Related papers: Bayesian identification of nonseparable Hamiltonians with multiplicative noise using deep learning and reduced-order modeling

Bayesian identification of nonseparable Hamiltonians with multiplicative noise using deep learning and reduced-order modeling

URL: http://arxiv.org/abs/2401.12476v3
Date: Sat, 20 Jul 2024 13:04:54 GMT
Title: Bayesian identification of nonseparable Hamiltonians with multiplicative noise using deep learning and reduced-order modeling
Authors: Nicholas Galioto, Harsh Sharma, Boris Kramer, Alex Arkady Gorodetsky,
Abstract summary: This paper presents a structure-preserving Bayesian approach for learning nonseparable Hamiltonian systems. We develop a novel algorithm for cost-effective application of Bayesian system identification to high-dimensional systems. We show that using the Bayesian posterior as a training objective can yield upwards of 724 times improvement in Hamiltonian mean squared error.
Score: 0.5999777817331317
License: http://creativecommons.org/licenses/by/4.0/
Abstract: This paper presents a structure-preserving Bayesian approach for learning nonseparable Hamiltonian systems using stochastic dynamic models allowing for statistically-dependent, vector-valued additive and multiplicative measurement noise. The approach is comprised of three main facets. First, we derive a Gaussian filter for a statistically-dependent, vector-valued, additive and multiplicative noise model that is needed to evaluate the likelihood within the Bayesian posterior.
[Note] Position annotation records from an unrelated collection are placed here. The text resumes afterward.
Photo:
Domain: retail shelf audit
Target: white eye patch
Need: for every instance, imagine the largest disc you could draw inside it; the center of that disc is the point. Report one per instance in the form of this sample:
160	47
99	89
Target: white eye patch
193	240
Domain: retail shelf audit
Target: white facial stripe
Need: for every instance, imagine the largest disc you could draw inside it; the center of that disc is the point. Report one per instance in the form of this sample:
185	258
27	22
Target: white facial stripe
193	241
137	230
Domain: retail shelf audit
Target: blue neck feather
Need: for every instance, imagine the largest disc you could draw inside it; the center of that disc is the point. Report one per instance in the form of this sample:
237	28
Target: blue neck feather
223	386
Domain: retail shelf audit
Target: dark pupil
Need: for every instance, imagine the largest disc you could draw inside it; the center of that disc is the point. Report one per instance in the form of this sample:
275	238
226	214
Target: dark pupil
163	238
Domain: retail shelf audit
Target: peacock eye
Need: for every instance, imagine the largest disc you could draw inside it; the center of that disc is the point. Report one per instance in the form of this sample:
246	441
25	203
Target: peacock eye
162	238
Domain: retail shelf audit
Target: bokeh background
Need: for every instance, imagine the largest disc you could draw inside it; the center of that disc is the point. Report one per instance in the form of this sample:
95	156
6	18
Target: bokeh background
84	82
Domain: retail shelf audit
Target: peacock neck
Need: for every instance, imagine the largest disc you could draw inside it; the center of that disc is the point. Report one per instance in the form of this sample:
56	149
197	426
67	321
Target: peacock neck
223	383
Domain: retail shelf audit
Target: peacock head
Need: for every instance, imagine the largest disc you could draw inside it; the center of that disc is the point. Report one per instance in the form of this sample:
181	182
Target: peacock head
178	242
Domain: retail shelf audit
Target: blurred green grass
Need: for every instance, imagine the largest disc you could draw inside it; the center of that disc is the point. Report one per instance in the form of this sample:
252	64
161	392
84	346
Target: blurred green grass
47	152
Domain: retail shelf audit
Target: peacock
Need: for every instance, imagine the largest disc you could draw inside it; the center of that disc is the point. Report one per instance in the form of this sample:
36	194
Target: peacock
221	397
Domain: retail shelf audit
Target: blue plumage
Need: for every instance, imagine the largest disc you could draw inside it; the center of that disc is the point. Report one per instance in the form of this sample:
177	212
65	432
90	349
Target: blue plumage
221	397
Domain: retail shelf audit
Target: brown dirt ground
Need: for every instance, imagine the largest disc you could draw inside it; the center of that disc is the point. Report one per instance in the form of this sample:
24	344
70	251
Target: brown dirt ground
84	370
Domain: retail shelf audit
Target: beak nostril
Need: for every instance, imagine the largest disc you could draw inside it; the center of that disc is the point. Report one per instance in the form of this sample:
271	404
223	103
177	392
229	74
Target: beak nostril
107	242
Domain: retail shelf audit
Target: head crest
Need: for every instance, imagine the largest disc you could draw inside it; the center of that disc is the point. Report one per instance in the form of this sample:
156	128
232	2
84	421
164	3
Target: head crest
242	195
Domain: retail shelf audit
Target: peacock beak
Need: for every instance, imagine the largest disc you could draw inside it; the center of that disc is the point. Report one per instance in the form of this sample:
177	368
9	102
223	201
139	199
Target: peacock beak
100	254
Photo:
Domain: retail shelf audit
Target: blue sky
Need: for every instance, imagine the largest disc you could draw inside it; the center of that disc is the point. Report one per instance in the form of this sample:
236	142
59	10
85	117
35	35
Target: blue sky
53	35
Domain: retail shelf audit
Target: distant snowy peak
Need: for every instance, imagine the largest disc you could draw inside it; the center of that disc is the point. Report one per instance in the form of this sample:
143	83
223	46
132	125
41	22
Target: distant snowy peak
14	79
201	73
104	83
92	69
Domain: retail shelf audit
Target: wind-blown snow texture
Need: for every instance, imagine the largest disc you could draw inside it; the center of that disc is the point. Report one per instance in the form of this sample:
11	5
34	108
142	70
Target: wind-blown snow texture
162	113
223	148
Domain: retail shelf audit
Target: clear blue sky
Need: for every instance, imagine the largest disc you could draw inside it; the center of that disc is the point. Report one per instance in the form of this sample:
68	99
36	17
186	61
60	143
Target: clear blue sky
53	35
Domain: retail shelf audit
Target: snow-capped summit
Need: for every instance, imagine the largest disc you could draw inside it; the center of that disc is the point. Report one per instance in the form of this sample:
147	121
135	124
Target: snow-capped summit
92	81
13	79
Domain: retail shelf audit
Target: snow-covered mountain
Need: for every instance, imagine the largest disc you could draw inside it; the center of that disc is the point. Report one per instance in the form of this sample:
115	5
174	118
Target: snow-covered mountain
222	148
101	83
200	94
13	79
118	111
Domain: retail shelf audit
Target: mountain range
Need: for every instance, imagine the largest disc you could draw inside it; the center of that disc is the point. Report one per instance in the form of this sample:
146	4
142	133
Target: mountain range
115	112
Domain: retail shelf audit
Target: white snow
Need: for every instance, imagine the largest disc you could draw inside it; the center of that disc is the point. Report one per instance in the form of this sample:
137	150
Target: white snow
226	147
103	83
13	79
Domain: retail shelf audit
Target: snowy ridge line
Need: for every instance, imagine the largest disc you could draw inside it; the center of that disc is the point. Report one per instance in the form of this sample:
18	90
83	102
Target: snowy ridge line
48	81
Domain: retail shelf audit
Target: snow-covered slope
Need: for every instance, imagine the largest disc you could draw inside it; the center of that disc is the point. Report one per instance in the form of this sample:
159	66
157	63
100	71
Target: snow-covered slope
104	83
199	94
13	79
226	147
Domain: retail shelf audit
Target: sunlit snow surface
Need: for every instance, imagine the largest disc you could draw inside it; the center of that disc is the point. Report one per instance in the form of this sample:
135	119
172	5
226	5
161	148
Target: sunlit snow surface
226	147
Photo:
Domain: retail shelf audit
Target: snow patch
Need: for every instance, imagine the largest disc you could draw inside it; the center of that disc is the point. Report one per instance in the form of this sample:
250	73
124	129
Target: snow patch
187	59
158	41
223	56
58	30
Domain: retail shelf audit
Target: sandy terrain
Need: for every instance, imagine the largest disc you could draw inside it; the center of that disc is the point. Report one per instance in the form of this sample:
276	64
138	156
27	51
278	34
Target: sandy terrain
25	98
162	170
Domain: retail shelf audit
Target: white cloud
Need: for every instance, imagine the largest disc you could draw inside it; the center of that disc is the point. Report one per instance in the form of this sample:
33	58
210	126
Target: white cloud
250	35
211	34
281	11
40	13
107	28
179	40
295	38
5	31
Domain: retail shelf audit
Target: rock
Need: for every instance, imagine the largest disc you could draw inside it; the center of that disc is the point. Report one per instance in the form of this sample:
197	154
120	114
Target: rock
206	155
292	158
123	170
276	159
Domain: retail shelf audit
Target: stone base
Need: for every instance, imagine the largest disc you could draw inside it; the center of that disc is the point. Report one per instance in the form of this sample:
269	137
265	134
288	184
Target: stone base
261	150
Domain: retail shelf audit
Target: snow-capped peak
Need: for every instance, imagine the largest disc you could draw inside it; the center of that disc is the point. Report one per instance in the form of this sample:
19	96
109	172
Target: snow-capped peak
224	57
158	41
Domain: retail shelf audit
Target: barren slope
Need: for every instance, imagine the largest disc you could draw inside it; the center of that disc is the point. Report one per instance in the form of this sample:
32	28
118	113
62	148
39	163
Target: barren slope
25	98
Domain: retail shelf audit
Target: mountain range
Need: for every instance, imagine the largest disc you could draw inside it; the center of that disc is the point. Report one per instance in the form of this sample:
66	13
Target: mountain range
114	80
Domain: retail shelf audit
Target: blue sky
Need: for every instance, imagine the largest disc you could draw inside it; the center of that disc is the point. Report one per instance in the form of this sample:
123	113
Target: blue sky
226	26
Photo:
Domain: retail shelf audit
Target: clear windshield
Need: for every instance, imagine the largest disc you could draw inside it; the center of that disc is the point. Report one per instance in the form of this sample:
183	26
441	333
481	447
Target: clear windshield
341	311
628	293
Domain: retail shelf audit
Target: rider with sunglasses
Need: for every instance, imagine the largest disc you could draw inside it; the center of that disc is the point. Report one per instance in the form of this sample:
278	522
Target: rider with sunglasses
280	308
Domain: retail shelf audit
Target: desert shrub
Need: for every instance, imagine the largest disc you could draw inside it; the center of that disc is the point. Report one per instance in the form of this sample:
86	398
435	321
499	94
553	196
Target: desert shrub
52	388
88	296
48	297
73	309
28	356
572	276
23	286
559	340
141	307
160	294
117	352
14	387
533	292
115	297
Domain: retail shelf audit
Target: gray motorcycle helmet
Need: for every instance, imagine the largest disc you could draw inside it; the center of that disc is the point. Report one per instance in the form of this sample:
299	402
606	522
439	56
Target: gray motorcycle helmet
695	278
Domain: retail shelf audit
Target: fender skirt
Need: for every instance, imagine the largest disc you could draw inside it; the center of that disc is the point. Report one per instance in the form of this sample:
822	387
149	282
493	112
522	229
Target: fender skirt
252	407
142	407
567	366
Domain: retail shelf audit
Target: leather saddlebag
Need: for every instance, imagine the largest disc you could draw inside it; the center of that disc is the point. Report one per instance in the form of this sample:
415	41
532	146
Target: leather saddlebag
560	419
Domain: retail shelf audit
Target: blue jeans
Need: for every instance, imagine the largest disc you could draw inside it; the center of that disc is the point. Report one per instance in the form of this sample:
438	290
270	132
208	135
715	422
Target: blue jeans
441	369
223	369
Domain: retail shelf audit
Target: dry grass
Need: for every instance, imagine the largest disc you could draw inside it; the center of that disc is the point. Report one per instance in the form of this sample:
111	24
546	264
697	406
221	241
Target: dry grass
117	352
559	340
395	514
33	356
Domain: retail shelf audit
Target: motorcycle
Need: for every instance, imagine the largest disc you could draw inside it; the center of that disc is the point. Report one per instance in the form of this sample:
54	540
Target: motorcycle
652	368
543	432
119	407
Second, we develop a novel algorithm for cost-effective application of Bayesian system identification to high-dimensional systems. Third, we demonstrate how structure-preserving methods can be incorporated into the proposed framework, using nonseparable Hamiltonians as an illustrative system class. We assess the method's performance based on the forecasting accuracy of a model estimated from single-trajectory data. We compare the Bayesian method to a state-of-the-art machine learning method on a canonical nonseparable Hamiltonian model and a chaotic double pendulum model with small, noisy training datasets. The results show that using the Bayesian posterior as a training objective can yield upwards of 724 times improvement in Hamiltonian mean squared error using training data with up to 10% multiplicative noise compared to a standard training objective. Lastly, we demonstrate the utility of the novel algorithm for parameter estimation of a 64-dimensional model of the spatially-discretized nonlinear Schr\"odinger equation with data corrupted by up to 20% multiplicative noise.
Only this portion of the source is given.